This class of plastics have been developed for a range of performance characteristics related to heat resistance, strength, and vapor/molecular barriers to meet the needs of marketplace demands. While there is a range of composting times for complete degradation, most will break down within the window of 90-180 days at temperatures generated through commercial composting activities. Although some plastics will break down in home composts, it is not recommended that clear containers, Ingeo cold cups, or TPLA heat resistant utensils be put into home systems, as they will not break down at lower temperatures. Other items can be handled at home; they will just take longer to degrade.

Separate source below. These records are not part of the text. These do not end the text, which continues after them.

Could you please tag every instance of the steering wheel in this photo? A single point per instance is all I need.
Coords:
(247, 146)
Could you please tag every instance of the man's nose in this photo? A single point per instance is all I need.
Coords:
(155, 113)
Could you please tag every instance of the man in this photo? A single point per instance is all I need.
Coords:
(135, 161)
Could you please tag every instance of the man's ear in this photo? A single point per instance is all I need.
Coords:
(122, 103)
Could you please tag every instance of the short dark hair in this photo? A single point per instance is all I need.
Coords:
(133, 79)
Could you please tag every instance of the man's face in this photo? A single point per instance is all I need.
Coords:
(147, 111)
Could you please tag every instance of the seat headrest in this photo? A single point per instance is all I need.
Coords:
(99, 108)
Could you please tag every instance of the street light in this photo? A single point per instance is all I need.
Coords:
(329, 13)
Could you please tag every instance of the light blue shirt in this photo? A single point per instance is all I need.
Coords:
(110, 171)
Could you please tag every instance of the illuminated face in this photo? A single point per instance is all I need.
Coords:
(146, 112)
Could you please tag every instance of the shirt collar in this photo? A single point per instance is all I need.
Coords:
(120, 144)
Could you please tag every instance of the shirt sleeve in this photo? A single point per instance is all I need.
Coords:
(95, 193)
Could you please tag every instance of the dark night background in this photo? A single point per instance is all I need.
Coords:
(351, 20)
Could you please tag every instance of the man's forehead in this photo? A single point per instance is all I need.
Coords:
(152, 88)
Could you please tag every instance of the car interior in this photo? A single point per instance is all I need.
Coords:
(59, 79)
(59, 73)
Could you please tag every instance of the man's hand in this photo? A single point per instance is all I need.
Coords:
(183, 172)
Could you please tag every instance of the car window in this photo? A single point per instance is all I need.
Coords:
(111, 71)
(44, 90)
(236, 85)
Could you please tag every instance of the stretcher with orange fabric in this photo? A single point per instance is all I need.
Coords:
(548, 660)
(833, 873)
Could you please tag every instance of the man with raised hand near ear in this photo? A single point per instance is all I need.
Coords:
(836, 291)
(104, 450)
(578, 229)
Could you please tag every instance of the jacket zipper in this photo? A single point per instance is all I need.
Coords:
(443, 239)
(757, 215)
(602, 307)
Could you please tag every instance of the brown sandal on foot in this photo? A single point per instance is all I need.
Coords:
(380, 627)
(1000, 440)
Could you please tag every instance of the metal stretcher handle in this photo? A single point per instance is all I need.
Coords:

Researchers have also been looking hard at alternative sources of hydrocarbons – some of them surprising. For instance, orange peels contain limonene – a potential building block for the polymer industry – which might be combined in long chains such as those used in PPE (found in carpeting) or PET (found in plastic bottles). Given that orange juice manufacturers produce about 20M tons of citrus waste each year, being able to convert this waste into usable building blocks for other industries would address two environmental refuse problems at once. Science supporting sustainability – a very good thing.
We need to encourage companies who manufacture the products we buy to use compostable plastics in packaging materials. In addition, we can contact our government representatives to voice our support of activities that protect the environment and reduce non-degradable garbage. Finally, we can support organizations such as the Bioplastic Feedstock Alliance, which encourages the responsible use of resources and planet Earth stewardship.